Al di fuori delle ipotesi residuali di nullità, invece, la violazione della legge o del regolamento di condominio può integrare solo un vizio di annullabilità della deliberazione assembleare suscettibile di essere fatto valere previa tempestiva impugnazione ex art.1137 c.c.
La competenza
Il primo nodo processuale è quello relativo alla configurazione del giudice competente; al riguardo l'art. 23 c.p.c. prevede un foro speciale ed esclusivo per le liti “tra condominio e condomini”, tra le quali rientrano senz'altro i giudizi di impugnazione delle delibere assembleari, individuandolo nel “giudice del luogo in cui si trovano i beni comuni”. Si tratta, comunque, di un foro derogabile in via convenzionale poiché non rientra nelle ipotesi di cui all'art. 28 c. p. c., né il carattere esclusivo del foro stesso implica una preclusione all'autonomia negoziale, sicché è valida ed efficace la clausola del regolamento condominiale che stabilisca un foro convenzionale per ogni controversia relativa al regolamento medesimo (Cass. civ., sez. VI-II, ord. 25 agosto 2015 n. 17130; Cass. civ., sez. II, sent., 14 gennaio 2022, n. 1068)

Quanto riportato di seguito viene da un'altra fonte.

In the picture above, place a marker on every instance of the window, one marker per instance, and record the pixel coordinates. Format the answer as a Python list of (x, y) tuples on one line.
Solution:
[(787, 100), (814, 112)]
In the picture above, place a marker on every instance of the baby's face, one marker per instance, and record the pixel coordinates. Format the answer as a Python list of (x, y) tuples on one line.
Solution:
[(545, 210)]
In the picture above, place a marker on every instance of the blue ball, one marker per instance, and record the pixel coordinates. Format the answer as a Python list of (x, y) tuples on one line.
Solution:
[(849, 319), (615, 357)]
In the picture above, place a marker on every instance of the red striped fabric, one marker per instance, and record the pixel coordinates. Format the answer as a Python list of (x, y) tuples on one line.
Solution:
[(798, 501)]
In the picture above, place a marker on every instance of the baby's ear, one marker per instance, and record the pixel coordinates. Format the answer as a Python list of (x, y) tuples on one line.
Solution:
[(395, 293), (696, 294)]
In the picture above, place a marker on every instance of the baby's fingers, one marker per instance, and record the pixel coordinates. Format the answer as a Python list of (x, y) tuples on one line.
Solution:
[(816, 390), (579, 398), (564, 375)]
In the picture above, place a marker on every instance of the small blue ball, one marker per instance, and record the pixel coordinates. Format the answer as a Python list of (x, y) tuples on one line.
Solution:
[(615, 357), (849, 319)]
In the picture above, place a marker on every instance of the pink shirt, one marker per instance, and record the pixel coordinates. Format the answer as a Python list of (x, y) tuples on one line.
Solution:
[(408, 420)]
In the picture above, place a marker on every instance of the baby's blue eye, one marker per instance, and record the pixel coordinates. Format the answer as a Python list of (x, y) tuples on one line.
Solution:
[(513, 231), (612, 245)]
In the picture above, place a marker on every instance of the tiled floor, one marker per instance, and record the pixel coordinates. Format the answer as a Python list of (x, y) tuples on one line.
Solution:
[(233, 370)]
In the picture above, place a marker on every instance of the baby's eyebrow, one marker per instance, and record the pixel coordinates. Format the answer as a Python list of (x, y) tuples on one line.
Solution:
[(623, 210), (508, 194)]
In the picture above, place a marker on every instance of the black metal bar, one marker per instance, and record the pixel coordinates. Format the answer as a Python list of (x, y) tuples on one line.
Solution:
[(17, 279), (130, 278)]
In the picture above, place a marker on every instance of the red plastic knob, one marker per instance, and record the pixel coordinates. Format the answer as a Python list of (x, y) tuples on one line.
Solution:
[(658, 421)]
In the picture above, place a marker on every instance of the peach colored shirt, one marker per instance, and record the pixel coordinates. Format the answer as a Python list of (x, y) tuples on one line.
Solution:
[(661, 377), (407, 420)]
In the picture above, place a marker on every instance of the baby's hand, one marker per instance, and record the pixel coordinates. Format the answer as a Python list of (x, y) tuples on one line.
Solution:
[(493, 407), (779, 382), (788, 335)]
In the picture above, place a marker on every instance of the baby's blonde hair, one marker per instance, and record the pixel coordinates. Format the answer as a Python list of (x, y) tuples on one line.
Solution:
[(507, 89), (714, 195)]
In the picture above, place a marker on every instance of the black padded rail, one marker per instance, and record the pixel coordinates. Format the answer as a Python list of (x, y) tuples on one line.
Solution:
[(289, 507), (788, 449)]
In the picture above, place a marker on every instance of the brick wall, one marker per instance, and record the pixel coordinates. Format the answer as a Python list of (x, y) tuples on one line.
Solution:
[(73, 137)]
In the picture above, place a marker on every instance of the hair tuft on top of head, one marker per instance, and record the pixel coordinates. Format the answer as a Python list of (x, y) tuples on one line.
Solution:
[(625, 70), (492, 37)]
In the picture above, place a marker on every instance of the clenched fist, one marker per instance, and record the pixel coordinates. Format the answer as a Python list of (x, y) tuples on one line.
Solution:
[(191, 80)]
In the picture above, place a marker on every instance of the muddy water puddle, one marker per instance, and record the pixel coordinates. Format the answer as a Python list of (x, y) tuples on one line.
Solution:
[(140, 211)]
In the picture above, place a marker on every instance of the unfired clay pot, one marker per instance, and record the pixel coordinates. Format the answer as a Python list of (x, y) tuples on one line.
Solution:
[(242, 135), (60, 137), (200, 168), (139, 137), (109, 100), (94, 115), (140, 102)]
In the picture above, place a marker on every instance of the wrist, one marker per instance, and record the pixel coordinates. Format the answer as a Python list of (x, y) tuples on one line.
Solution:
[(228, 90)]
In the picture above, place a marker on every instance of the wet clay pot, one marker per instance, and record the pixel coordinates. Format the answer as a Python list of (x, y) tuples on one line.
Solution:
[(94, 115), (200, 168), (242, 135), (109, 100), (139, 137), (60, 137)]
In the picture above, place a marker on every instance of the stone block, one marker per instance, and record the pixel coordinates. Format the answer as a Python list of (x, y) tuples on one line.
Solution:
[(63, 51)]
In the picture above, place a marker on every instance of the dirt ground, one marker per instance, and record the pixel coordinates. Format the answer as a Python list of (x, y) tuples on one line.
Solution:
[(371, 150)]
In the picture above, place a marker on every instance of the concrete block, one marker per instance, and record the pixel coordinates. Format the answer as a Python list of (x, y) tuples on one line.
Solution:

Occorre, poi, distinguere, in ragione del valore della causa, tra giudice di pace (ora competente fino a € 10.000,00 exart. 7, comma 1, c.p.c. a decorrere dal 28.2.2023) e tribunale.
Il giudizio di impugnazione della delibera assembleare è, infatti, volto ad inficiare l'efficacia dell'intera deliberazione di approvazione di una spesa, nei riguardi di tutti i partecipanti al condominio, anche se, come di frequente, gli importi specificamente contestati attengono soltanto al contributo dovuto dall'impugnante.
Dopo talune oscillazioni la Cassazione si è orientata nel senso che la domanda di impugnazione di delibera assembleare introdotta dal singolo condomino, anche ai fini della stima del valore della causa, non può intendersi ristretta all'accertamento della validità del rapporto parziale che lega l'attore al condominio e dunque al solo importo contestato, ma si estende necessariamente alla validità dell'intera deliberazione e dunque all'intero ammontare della spesa, giacché l'effetto caducatorio dell'impugnata deliberazione dell'assemblea condominiale, derivante dalla sentenza con la quale ne viene dichiarata la nullità o l'annullamento, opera nei confronti di tutti i condomini, anche se non abbiano partecipato direttamente al giudizio promosso da uno o da alcuni di loro (Cass. civ., sez. II, ord., 7 luglio 2021, n. 19250; conf. Cass. civ., sez. II, sent. 21 marzo 2022 n. 9068).
Al di fuori dell'ambito delle delibere approvative di spese condominiali può, tuttavia, rilevare anche la competenza per materia del giudice di pace ai sensi dell'art. 7, comma 3, c.p.c., per la quale si prescinde dal valore del giudizio; il riparto di competenza deve avvenire, infatti, in base al principio contenutistico, ossia con riguardo al tema specifico del deliberato assembleare di cui l'attore si duole.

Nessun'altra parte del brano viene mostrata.